Cyberattacks come in various forms and utilize diverse methods to achieve their goals. Protecting companies and organizations against cyberattacks requires a multi-layered approach that encompasses technological measures, employee training, and robust security practices. Read 12 tips from our experts and find out how you can prevent different types of attacks.

  1. Implement Strong Access Controls:
    • Utilize strong authentication methods such as multi-factor authentication (MFA) to add an extra layer of protection for accessing systems and data.
    • Limit access privileges to only those who need them and regularly review and update user permissions.
  2. Regularly Update Software and Systems:
    • Keep operating systems, applications, and software up to date with the latest security patches to close vulnerabilities that attackers could exploit.
  3. Use Advanced Endpoint Protection:
    • Employ modern and robust endpoint security solutions that provide real-time threat detection, prevention, and response for all devices connected to your network.
  4. Secure Network Perimeters:
    • Set up firewalls, intrusion detection and prevention systems (IDS/IPS), and network segmentation to prevent unauthorized access to your internal networks.
  5. Educate and Train Employees:
    • Conduct regular cybersecurity training for employees to raise awareness about phishing, social engineering, and other attack vectors.
    • Teach employees how to recognize suspicious emails, links, and attachments.
  6. Implement Email Security Measures:
    • Use email filters to block spam, phishing attempts, and malicious attachments.
    • Enable Domain-based Message Authentication, Reporting, and Conformance (DMARC) to prevent email spoofing.
  7. Backup Critical Data:
    • Regularly back up important data and store backups offline or in secure environments.
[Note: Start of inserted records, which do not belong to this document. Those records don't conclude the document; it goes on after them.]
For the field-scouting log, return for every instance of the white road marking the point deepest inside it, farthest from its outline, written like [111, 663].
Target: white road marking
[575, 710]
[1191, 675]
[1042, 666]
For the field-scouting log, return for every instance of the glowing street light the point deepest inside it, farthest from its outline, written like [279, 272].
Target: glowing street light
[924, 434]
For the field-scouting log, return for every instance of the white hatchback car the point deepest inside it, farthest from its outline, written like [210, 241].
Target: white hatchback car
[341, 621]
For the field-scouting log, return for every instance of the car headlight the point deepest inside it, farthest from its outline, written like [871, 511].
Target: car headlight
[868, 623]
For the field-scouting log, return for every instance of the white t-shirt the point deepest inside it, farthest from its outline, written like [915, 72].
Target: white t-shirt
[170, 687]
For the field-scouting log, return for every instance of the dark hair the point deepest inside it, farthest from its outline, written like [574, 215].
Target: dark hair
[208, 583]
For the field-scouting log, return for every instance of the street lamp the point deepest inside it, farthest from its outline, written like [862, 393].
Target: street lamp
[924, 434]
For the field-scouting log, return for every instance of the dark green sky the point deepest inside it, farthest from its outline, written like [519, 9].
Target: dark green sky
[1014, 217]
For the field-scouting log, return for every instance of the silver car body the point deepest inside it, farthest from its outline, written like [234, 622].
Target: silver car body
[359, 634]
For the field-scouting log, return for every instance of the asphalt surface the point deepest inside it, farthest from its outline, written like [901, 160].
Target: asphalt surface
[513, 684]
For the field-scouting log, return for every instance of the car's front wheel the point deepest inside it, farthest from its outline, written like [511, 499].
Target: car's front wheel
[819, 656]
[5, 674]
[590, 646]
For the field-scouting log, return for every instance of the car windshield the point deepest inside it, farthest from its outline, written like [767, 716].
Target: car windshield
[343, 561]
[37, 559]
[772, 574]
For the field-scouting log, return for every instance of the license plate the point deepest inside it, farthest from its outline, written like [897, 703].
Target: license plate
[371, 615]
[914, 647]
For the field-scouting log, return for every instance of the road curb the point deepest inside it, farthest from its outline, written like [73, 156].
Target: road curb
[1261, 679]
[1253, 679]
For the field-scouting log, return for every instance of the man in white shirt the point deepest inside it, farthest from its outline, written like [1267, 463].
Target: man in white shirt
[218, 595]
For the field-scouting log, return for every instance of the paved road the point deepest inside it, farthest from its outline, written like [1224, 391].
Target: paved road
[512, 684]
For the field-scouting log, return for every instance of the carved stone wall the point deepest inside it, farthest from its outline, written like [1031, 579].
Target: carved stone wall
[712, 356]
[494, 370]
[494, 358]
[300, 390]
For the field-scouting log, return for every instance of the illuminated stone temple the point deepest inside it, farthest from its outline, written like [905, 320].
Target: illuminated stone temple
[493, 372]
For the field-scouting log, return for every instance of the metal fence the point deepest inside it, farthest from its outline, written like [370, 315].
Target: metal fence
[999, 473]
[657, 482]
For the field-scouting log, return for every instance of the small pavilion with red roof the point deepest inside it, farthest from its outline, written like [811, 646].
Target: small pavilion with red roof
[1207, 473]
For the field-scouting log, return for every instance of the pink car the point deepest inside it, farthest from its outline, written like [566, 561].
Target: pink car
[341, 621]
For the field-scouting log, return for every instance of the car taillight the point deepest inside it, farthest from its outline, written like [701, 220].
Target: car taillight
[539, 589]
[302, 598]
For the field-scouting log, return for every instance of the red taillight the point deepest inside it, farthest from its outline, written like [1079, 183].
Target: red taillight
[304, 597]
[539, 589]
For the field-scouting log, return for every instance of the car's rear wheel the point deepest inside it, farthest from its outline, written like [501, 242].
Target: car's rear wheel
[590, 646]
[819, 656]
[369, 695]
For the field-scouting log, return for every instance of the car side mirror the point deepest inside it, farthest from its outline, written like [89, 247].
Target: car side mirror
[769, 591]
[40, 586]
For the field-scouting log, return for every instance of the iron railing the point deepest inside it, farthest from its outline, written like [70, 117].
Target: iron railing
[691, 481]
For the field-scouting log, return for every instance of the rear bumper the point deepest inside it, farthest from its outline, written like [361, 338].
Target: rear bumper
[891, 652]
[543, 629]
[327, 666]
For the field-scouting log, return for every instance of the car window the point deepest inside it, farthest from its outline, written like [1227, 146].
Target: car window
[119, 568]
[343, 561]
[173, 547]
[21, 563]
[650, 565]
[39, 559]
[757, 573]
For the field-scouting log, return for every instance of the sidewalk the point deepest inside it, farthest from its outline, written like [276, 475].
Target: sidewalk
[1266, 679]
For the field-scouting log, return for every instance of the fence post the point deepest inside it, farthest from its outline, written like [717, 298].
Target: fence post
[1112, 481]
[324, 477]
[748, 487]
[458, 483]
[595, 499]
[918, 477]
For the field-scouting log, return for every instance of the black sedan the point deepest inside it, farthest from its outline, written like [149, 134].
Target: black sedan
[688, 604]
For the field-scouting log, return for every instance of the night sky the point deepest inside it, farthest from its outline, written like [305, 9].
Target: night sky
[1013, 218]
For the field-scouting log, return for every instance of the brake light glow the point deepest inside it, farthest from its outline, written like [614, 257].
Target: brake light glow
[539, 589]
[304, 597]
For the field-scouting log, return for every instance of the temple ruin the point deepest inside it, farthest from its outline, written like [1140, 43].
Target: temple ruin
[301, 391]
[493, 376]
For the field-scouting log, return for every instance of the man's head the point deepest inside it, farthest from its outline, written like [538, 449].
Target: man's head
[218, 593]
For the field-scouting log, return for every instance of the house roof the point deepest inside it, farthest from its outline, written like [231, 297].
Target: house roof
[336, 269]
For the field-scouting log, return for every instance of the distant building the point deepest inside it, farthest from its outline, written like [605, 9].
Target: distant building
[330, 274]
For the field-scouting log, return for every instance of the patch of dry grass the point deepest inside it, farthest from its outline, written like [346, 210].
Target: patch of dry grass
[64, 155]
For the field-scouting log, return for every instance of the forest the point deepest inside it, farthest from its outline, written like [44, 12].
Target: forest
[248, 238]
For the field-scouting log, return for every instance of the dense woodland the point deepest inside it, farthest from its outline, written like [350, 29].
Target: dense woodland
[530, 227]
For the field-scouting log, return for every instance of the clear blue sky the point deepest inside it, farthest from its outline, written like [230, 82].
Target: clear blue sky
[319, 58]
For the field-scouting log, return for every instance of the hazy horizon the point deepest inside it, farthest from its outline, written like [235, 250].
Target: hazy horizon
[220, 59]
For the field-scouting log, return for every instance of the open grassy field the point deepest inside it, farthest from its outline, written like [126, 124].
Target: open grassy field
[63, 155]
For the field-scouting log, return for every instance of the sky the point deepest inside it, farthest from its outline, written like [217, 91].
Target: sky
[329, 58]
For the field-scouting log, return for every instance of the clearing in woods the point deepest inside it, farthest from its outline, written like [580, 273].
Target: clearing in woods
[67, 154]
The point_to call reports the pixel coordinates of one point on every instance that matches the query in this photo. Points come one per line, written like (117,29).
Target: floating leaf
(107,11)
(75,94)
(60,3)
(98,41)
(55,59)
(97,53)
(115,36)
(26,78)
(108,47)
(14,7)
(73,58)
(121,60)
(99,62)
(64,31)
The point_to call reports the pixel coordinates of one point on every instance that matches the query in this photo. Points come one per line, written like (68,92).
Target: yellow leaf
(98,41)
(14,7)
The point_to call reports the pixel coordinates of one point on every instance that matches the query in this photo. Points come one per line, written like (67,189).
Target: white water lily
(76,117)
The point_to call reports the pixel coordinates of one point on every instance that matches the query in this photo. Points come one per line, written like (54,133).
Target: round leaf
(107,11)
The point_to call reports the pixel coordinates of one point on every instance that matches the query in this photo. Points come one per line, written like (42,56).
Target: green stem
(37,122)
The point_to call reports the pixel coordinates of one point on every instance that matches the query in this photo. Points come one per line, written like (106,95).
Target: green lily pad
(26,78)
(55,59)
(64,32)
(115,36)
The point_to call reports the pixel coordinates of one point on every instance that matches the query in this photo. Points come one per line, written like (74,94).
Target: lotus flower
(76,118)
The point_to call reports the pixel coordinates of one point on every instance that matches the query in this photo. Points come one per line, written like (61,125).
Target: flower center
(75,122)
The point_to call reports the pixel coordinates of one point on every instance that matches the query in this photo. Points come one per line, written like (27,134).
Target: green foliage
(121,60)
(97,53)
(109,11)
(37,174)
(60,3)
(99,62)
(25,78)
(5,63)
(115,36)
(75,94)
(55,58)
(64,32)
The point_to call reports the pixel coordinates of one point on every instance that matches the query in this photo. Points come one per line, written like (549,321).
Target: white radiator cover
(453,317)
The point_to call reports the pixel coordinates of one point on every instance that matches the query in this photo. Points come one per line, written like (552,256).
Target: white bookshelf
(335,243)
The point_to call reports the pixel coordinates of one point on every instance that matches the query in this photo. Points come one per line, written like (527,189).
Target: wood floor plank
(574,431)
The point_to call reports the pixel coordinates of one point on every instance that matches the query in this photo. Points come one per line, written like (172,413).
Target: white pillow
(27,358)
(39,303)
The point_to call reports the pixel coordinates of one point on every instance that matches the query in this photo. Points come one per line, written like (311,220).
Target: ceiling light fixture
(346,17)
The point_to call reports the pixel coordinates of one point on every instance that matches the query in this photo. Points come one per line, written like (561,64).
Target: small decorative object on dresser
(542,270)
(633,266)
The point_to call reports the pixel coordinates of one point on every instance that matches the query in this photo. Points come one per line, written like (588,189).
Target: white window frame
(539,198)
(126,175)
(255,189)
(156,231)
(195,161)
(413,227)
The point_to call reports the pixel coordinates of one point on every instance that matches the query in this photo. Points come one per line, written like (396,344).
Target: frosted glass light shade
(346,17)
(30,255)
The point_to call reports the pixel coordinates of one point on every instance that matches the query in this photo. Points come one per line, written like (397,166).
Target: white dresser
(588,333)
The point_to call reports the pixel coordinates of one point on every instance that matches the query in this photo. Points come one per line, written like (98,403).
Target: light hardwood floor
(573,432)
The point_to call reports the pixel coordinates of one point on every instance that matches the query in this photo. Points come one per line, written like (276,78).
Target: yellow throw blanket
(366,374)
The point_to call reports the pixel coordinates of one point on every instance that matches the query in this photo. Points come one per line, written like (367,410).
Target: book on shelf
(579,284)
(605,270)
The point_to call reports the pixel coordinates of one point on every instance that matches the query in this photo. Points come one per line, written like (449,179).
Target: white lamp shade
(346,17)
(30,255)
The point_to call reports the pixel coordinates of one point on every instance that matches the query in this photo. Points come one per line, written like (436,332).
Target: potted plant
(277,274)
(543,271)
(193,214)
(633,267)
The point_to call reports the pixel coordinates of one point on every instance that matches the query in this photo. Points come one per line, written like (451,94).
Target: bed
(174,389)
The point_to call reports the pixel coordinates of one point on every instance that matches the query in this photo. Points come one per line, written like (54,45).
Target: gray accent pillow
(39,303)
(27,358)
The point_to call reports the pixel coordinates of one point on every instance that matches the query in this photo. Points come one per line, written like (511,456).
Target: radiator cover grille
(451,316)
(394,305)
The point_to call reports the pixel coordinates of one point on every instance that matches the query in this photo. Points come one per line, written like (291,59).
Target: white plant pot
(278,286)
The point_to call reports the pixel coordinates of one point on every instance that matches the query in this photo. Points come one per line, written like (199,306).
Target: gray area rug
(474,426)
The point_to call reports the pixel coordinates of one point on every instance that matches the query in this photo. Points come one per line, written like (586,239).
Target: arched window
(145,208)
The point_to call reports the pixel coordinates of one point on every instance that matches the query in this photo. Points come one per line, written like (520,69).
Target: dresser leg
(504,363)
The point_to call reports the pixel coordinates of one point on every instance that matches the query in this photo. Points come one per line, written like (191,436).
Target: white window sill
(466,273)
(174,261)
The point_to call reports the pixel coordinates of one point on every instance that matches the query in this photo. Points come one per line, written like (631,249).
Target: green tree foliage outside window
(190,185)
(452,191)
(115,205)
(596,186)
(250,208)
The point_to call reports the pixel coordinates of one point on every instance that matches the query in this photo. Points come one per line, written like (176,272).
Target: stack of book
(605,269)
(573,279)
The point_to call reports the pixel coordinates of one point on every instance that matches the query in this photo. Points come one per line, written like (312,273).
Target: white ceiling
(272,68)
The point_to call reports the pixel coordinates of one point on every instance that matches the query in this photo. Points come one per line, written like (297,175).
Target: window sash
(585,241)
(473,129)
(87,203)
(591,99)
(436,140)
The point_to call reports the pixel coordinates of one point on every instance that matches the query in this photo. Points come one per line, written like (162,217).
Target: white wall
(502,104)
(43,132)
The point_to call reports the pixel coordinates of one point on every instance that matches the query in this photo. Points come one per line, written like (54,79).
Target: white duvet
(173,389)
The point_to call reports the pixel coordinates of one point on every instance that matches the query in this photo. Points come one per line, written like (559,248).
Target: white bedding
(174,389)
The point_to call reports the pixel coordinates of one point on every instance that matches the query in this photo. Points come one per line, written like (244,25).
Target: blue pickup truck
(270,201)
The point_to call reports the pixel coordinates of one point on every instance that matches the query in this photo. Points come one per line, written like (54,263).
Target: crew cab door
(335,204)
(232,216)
This helps in case of data loss due to attacks like ransomware.
  8. Create an Incident Response Plan:
    • Develop a well-defined incident response plan that outlines steps to take in case of a cyberattack. Test and refine the plan regularly.
  9. Monitor Network Activity:
    • Implement continuous monitoring of network traffic and systems for unusual or suspicious activities, which can help detect attacks early.
  10. Engage Third-Party Security Services:
    • Consider utilizing external cybersecurity firms to perform regular audits, penetration tests, and security assessments to identify vulnerabilities.
  11. Encrypt Sensitive Data:
    • Encrypt sensitive data both at rest and during transmission to ensure that even if it is compromised, it remains unreadable to unauthorized parties.
  12. Secure Internet of Things (IoT) Devices:
    • Implement strong security practices for IoT devices, including updating firmware, changing default passwords, and segregating IoT networks from critical systems.
  13. Effective Vulnerability Management:
    • Regular scans and audits are used to detect vulnerabilities in software, networks and system configurations. These vulnerabilities can be exploited by attackers to gain unauthorised access or introduce malware.

Find our more about cyber hygiene from our blog post. You will find there best practices for home office and workinf from your office.

As technology continues to advance, so too do the tactics and strategies employed by cyberattackers, making it essential for individuals, businesses, and organizations to stay vigilant and adopt robust cybersecurity measures to defend against these threats.